Biografia em Abril
Não conheci o 25 de Abril das fotografias de Alfredo Cunha, mas os meus sentidos reconhecem certas atmosferas dos anos 80 do século passado captadas por Daniel Blaufuks. Da revolução, começam por apresentar-me a alegria expectante nas ruas, o peso amorfo dos tanques, meninos-soldados com espingardas-cravo, microfones metediços para documentar a notícia. Toda uma vontade de testemunhar em primeira mão: acotovelam-se fardas e roupa traçada, abespinha-se em fúria de viver a fraca dentição dos portugueses. Estou sentado à beira dos anos 90 e da minha carteira ouço um rol de professores pardos a explicar tudo. No instante, encantam-me essas vozes cheias de um sonho de anteontem, parecem afastar-me do aborrecimento momentâneo de estar sentado à beira dos anos 90 de lápis rombo na mão, escrevinhando a letra do tédio no tampo da carteira sem que me deixem fazer nada a respeito da revolução. Eu quero fazer alguma coisa a respeito da revolução.

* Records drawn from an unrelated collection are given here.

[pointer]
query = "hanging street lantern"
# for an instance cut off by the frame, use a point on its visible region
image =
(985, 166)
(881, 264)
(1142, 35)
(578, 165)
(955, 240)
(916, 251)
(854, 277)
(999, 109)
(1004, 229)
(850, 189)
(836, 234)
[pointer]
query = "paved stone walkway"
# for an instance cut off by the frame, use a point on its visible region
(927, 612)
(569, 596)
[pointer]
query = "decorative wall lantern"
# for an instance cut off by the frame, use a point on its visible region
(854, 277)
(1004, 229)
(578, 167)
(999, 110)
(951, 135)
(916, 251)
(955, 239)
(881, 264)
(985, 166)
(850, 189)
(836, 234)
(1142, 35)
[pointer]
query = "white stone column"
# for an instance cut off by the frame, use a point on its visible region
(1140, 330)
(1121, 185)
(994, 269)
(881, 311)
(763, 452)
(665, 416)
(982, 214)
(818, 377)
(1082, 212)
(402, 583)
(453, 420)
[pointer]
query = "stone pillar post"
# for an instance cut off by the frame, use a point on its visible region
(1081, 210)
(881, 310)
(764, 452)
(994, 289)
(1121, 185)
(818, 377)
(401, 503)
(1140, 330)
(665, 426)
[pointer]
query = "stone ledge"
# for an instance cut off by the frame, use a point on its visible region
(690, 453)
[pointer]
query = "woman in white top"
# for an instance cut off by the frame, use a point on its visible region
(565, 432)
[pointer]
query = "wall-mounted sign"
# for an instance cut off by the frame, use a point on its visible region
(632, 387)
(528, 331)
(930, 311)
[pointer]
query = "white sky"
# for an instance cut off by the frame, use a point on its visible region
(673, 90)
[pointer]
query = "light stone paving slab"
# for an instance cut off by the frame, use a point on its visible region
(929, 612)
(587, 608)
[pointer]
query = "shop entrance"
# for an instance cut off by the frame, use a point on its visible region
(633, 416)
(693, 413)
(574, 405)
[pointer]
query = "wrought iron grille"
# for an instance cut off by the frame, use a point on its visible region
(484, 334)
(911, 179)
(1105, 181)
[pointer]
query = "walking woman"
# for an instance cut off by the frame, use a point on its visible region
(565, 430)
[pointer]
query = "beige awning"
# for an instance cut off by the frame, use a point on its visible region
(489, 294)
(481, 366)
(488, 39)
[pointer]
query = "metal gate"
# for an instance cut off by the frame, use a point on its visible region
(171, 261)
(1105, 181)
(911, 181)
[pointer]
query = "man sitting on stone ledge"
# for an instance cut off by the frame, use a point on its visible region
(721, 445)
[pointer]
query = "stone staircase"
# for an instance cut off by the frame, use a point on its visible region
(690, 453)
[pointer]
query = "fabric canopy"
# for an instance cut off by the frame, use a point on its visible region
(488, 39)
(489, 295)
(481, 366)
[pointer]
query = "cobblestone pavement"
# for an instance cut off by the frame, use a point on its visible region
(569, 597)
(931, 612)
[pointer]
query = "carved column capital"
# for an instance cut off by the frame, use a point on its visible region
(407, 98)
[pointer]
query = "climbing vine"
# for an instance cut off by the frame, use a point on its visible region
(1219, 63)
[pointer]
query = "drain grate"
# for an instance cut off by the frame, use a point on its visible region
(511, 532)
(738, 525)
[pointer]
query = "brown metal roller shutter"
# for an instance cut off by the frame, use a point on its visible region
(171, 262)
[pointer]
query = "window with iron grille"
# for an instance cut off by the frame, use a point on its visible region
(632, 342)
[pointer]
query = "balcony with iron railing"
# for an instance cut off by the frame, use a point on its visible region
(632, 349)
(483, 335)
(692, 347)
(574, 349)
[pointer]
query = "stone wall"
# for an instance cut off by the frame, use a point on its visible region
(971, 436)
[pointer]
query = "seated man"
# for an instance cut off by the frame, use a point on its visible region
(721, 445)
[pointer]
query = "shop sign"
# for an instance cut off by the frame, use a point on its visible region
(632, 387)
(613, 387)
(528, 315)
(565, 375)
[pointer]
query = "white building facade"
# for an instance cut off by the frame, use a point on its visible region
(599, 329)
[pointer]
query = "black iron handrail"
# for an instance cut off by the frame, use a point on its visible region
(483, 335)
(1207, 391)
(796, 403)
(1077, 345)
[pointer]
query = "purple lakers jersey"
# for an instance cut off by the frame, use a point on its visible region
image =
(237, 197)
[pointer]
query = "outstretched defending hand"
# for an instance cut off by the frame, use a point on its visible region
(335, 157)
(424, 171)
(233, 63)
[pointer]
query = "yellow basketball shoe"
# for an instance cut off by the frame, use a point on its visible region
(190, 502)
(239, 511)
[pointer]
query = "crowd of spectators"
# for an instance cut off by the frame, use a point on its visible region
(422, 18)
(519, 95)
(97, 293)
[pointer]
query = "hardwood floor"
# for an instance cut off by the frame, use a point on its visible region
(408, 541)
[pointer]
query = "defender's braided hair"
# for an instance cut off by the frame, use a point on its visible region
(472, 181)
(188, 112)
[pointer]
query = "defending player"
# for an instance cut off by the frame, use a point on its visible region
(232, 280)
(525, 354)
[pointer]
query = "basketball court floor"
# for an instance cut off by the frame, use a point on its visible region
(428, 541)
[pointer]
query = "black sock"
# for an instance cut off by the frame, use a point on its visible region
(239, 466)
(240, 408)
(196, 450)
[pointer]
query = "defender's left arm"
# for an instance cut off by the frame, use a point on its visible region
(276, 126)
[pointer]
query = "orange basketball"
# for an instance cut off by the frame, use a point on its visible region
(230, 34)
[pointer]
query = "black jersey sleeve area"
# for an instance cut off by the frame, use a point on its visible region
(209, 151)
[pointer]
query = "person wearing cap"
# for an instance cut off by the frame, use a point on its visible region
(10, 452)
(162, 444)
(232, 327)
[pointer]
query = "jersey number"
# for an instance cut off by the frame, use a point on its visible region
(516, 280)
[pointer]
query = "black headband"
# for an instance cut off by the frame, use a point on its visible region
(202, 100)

Na minha vida, digo então de mim para mim, a revolução não parece terminada. Mas o manual da disciplina, autorizado pela capa forrada pelas mãos conjuntas dos pais, apresenta a revolução numa estranha disposição gráfica e promete todo um tempo para celebrar. Desde que me lembro que é tempo de celebrar. Nunca foi tempo de tramar, esconjurar, exorcizar, maquinar. Em festa, levanto-me e faço minha uma vitória que me venceu no tempo.

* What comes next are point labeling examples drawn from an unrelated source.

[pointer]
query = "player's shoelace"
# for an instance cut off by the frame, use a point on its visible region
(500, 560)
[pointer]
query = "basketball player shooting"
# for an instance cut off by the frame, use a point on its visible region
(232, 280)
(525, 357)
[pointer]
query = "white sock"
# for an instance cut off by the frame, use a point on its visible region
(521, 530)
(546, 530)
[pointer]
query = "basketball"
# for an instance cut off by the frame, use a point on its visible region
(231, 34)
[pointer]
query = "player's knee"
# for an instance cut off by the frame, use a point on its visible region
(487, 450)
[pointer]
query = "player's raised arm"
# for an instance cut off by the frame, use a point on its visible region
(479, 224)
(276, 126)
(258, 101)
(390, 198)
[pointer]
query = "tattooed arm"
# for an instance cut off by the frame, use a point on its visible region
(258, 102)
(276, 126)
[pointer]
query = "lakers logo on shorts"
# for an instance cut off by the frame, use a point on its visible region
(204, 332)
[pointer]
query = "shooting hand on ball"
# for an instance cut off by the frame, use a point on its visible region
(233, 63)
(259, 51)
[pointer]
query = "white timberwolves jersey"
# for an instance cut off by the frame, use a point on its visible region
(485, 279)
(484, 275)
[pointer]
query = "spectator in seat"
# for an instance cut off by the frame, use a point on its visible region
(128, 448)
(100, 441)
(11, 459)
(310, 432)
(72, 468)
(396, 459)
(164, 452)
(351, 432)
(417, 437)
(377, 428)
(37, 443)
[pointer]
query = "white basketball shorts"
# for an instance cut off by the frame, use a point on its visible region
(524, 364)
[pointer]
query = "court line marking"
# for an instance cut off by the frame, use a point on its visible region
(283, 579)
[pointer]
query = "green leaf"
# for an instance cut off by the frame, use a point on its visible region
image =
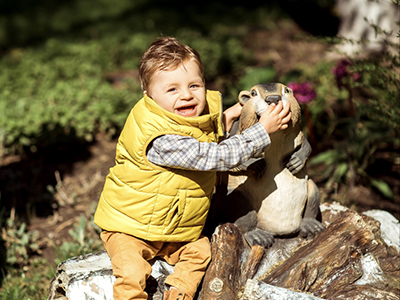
(383, 187)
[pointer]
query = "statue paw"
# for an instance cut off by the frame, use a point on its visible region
(257, 169)
(295, 164)
(310, 227)
(259, 237)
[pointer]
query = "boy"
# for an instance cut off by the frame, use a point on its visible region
(156, 198)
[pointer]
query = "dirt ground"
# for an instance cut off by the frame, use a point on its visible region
(77, 175)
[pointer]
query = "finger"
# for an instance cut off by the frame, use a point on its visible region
(285, 110)
(287, 118)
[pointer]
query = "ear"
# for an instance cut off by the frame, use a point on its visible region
(244, 96)
(248, 117)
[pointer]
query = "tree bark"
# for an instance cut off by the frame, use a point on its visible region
(331, 265)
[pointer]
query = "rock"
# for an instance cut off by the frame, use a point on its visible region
(90, 276)
(258, 290)
(352, 14)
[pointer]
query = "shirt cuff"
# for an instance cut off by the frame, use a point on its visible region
(258, 136)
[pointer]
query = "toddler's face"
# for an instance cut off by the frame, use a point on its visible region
(180, 91)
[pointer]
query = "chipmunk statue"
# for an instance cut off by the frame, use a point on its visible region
(272, 196)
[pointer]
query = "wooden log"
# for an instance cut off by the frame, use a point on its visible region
(365, 266)
(227, 246)
(330, 264)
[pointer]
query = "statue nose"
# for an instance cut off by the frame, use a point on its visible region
(273, 99)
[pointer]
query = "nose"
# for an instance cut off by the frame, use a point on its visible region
(186, 94)
(273, 99)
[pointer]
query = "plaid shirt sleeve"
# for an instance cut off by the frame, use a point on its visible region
(186, 152)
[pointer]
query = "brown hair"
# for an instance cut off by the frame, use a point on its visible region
(166, 53)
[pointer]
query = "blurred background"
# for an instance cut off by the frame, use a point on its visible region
(68, 79)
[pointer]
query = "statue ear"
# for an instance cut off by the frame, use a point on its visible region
(248, 117)
(244, 96)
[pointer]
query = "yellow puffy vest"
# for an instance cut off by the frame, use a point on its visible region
(151, 202)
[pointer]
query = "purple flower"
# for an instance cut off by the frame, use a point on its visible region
(342, 73)
(303, 92)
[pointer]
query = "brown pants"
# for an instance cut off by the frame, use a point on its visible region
(129, 256)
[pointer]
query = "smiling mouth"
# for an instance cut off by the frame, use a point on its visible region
(187, 111)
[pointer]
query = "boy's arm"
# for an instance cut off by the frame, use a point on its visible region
(185, 152)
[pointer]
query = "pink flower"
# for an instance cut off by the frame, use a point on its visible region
(303, 92)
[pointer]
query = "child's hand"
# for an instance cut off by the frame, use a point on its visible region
(276, 117)
(231, 114)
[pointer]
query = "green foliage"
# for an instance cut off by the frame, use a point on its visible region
(372, 86)
(84, 240)
(61, 88)
(20, 243)
(31, 282)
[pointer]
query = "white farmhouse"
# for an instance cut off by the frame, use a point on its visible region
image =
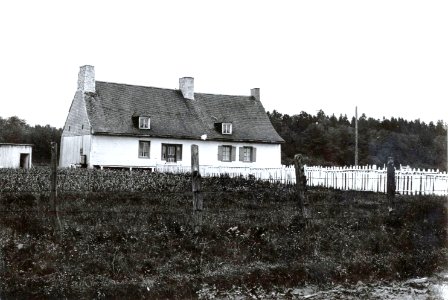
(121, 125)
(15, 155)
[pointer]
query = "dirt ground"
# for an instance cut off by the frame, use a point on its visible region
(435, 287)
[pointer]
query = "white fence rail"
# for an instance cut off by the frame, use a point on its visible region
(362, 178)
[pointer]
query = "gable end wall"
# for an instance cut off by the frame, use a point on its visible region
(77, 122)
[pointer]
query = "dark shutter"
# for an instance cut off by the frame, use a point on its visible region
(233, 154)
(220, 153)
(163, 157)
(178, 152)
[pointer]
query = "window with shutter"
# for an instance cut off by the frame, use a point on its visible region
(144, 123)
(171, 152)
(226, 153)
(247, 154)
(143, 149)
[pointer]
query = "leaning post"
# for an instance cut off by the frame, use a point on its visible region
(300, 184)
(196, 188)
(391, 186)
(54, 207)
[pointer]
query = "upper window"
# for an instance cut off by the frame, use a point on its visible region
(226, 128)
(143, 149)
(144, 123)
(171, 152)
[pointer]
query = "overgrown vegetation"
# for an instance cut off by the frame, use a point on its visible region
(140, 244)
(329, 140)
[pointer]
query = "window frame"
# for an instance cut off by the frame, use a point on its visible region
(248, 154)
(224, 150)
(144, 122)
(177, 152)
(226, 128)
(141, 149)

Esqueceram-se de mim no vasto e reluzente supermercado dos anos 80. Rápida, a desolação desperta o sonho de si mesmo. Sentado a outras mesas penduradas na corda cada vez mais roída dos anos, vou perguntando aos pais e estes respondem, sempre cumpridores, pedagogos, observantes da voz vermelha que lhes impôs um lugar cativo na história. Quem dera ter sido eu a deixar o meu golpe a canivete nessa árvore mansa. A revolução de Abril.
Hoje, passados todos estes anos, trago o coração na manga, perco finalmente a timidez e bato à porta do 25 de Abril dos manuais: responde voz grossa e enxofrada, diz que está fechado para manutenção
Um parente afastado, fechado numa tristeza sem nome e ignorado por todos, inicia-me nos primeiros cantores: Zeca Afonso planando na memória de uma planície, Chico Buarque perdido no outro lado do Atlântico, José Mário Branco de guarda montada à viola trigueira. Cresço num corpo desentendido de revoluções, um corpo que escuta apenas uma linguagem aflita de sangue, nervos e desejo sem fito, enquanto a família mais próxima vai renovando a ditadura diária do seu drama psicanalítico. De vez em quando, os meus passos conduzem-me aos lugares das conhecidas legendas, aos rostos que não conheci no Largo do Carmo. As décadas seguintes acenam-me com prospetos anunciando uma varanda voltada para uma nova revolução, dizem que a anterior envelheceu mal. Contam-me desde pequeno que antigamente as pessoas andavam caladas e eu calado ando pela minha biografia à procura de voz que se ouça.
Entretanto espreito o arquivo fílmico de uma felicidade indecente à boleia de elétricos que formigam amarelecidos ao sol de 74: por mais que tente, não consigo encaixar-me no fotograma do repetido abraço, ou entre os dentes muito brancos e lavados de um Cesariny desdentado. Hoje, passados todos estes anos, trago o coração na manga, perco finalmente a timidez e bato à porta do 25 de Abril dos manuais: responde voz grossa e enxofrada, diz que está fechado para manutenção.